Okul, aile, akrabalık bağları, fiziksel çevre ve daha birçok faktör bağımlılıktan korunma veya bağımlılık edinme konusunda etkili olmaktadır. Örneğin aile ve okul arasındaki iletişimsizlik sorunun fark edilmesini geciktirmekte ve birey hızla bağımlılık döngüsü içine girebilmektedir.

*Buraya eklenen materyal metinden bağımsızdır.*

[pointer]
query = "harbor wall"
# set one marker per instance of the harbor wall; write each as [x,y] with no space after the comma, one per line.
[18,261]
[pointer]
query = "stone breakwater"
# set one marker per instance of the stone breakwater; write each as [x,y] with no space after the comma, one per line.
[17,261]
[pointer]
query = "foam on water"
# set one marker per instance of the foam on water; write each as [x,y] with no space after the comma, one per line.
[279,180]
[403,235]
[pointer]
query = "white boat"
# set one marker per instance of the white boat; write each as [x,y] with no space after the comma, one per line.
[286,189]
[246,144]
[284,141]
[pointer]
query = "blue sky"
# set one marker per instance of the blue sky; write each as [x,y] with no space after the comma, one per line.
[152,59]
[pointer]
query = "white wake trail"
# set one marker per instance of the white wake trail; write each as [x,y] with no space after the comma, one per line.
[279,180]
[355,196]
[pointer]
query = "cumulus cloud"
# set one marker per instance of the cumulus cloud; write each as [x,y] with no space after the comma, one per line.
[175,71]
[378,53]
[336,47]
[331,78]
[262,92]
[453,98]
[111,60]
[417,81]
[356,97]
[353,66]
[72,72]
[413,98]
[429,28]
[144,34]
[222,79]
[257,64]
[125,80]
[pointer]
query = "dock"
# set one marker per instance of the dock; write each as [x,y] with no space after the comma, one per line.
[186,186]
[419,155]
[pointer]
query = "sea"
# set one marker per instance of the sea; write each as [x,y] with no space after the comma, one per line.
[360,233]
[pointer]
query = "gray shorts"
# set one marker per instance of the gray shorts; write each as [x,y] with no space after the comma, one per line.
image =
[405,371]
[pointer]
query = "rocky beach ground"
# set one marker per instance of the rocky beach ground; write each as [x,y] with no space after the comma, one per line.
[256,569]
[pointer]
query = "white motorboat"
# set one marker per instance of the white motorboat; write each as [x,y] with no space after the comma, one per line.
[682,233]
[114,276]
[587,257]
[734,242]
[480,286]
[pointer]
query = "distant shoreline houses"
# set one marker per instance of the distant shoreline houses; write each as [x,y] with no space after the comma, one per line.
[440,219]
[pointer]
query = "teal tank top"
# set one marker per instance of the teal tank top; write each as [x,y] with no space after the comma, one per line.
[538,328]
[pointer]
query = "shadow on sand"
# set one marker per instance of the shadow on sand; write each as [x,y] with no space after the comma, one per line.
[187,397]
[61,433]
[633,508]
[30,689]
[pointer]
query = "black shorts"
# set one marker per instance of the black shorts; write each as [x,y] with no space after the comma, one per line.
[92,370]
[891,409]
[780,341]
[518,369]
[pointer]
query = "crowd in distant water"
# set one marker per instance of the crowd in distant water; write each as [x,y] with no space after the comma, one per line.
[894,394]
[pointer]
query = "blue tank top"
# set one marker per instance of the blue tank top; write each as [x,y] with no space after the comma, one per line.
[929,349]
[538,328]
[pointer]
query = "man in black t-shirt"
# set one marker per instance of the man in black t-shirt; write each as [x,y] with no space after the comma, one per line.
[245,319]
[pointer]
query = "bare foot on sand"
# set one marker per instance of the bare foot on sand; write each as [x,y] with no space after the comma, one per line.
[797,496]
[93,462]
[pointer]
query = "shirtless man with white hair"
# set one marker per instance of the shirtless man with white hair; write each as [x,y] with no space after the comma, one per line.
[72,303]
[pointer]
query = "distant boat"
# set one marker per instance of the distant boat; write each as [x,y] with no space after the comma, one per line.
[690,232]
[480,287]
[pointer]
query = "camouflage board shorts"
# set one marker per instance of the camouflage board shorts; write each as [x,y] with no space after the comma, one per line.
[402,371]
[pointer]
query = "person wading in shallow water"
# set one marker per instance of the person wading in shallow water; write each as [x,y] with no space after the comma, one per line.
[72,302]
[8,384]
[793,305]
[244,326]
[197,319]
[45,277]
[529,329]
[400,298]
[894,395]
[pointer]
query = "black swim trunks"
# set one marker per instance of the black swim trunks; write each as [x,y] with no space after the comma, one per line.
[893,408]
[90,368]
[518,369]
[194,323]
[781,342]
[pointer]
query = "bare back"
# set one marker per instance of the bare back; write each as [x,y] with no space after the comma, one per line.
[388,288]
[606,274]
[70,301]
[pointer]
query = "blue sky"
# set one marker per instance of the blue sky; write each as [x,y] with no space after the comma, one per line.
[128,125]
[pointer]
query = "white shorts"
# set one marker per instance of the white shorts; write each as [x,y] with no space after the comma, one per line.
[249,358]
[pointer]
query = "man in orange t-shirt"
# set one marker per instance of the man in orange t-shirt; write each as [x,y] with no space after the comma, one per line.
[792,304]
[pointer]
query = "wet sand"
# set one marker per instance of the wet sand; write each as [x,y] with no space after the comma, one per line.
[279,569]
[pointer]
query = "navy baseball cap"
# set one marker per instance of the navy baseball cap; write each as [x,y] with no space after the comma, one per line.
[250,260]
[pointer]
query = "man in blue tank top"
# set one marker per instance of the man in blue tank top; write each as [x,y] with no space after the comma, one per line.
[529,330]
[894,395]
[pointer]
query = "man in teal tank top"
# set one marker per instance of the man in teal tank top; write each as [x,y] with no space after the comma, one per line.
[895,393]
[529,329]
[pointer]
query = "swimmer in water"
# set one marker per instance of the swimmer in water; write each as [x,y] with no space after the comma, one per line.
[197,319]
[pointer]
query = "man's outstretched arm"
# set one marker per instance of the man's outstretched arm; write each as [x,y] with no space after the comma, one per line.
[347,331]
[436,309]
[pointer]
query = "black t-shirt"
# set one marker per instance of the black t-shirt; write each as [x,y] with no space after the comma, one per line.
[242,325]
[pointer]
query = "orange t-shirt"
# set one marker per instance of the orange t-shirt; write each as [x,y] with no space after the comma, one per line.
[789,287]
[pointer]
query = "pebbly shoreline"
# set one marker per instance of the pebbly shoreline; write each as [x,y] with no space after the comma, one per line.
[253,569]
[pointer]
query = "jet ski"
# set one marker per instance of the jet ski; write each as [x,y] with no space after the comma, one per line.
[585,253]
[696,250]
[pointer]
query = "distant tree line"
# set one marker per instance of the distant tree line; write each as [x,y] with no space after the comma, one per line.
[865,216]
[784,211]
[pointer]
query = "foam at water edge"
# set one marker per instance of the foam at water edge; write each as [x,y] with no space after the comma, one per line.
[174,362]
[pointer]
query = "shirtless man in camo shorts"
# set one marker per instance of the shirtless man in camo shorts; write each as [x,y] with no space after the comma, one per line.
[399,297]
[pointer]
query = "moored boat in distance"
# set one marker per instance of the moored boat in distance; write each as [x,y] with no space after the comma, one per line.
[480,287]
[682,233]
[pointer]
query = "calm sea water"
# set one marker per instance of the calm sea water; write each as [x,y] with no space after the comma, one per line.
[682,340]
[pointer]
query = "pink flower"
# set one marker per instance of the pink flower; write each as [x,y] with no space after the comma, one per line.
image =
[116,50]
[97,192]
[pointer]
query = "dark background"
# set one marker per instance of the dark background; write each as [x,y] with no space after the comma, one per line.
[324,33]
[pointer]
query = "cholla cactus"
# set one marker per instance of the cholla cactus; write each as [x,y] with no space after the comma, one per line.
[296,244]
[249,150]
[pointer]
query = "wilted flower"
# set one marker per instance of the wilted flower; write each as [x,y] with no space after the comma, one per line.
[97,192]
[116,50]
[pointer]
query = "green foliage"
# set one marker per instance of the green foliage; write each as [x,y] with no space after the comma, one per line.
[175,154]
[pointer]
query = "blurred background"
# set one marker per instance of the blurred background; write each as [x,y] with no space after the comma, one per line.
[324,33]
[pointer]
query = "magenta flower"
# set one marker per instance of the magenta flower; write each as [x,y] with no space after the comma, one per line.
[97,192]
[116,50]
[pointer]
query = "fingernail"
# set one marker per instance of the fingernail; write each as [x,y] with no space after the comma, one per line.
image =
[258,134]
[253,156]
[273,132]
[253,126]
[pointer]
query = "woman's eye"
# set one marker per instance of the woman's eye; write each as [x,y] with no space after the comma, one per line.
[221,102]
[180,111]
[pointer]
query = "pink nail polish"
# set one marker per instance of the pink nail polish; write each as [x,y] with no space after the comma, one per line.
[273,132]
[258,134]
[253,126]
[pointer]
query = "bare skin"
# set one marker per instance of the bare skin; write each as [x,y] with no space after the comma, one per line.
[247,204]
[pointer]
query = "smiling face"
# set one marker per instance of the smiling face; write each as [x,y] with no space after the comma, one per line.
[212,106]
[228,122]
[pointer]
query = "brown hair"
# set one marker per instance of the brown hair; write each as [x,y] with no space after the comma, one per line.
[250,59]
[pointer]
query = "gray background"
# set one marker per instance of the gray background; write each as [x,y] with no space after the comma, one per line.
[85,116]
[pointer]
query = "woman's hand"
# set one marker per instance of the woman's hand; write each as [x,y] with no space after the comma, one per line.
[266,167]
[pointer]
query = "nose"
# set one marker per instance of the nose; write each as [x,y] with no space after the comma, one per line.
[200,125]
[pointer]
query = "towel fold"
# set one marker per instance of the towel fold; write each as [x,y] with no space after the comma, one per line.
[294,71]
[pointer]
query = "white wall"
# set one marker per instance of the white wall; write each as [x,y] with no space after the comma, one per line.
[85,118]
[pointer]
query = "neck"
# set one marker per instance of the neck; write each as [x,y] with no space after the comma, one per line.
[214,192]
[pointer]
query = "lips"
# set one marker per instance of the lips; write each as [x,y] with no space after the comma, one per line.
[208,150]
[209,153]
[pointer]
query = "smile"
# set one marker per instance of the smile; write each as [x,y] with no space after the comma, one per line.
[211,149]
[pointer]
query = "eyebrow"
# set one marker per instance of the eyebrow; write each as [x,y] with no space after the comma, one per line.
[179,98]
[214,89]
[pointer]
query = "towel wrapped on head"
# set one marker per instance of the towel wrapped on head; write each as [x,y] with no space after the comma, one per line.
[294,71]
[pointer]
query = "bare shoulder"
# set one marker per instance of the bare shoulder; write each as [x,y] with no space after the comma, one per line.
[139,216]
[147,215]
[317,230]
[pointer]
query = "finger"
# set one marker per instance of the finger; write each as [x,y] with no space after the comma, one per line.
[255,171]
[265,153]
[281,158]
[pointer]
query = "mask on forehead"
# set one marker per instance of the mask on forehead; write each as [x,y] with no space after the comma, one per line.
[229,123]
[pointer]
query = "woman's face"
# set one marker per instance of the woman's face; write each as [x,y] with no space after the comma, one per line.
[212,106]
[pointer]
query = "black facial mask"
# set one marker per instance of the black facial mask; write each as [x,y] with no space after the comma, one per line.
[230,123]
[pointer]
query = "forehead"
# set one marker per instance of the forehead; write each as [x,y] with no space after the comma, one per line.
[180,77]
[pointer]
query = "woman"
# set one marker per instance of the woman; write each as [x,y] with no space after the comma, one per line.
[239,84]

Üniversiteler, STK’lar, medya ve yerel yönetimlerin bağımlılığın önlenmesi konusunda ortak bir politika çerçevesinde hareket etmeleri, muhakkak ki bu konudaki çalışmalara büyük katkı sağlayacaktır. Uyuşturucu kaçakçılığı ile mücadelede emniyet, jandarma ve gümrük muhafaza ekiplerinin fedakârca mücadele ettiği görülmektedir ancak bu tür maddelere olan talebin azalmasında ve ortadan kalkmasında aile dışında en etkili kurumların Millî Eğitim Bakanlığı, Gençlik ve Spor Bakanlığı, Turizm ve Kültür Bakanlığı, Diyanet İşleri Başkanlığı, STK’lar ve yerel yönetimler olduğu unutulmamalıdır; dolayısıyla bunlar arasındaki iş birliği ve koordinasyon, bağımlılıkla mücadeleye büyük katkı sağlayacaktır.

Mücadele stratejisini ve potansiyel iş birliği imkânlarını ortaya koyabilmek için ise öncelikle ciddi saha araştırmaları yapılması ve bağımlılık sorununun gerçek boyutunun tüm yönleriyle ortaya konulması gerekmektedir. Bugün Türkiye’de iyimser bir tahminle 4-7 milyon arasında değişik düzeylerde madde bağımlısı olduğu belirtilmektedir. Bu konuda yapılacak ilk işlerden biri, ülke genelindeki riskli şehir ve mahallelerin belirlenmesi ve buralardaki 13-19 yaş grubundakilere yönelik programlar geliştirilmesi olmalıdır.

Türkiye’de 80 bin aktif STK, meslek odaları ve çok sayıda sendika olmasına rağmen bağımlılıkla mücadele konusunda elini taşın altına koyan kurum sayısı çok azdır. Bu kurumlara bakanlıklar tarafından sağlanan hibe proje destek fonlarının soruna kısa vadeli çözümler sunan projeler için değil uzun vadeli hedefleri olan projeler için harcanması gerekmektedir. Resmî ve özel, konuyla ilgili tüm kurumların bu amaçla şehirler ve mahalleler için ayrı, aileler için ayrı projeler geliştirmesi büyük önem arz etmektedir.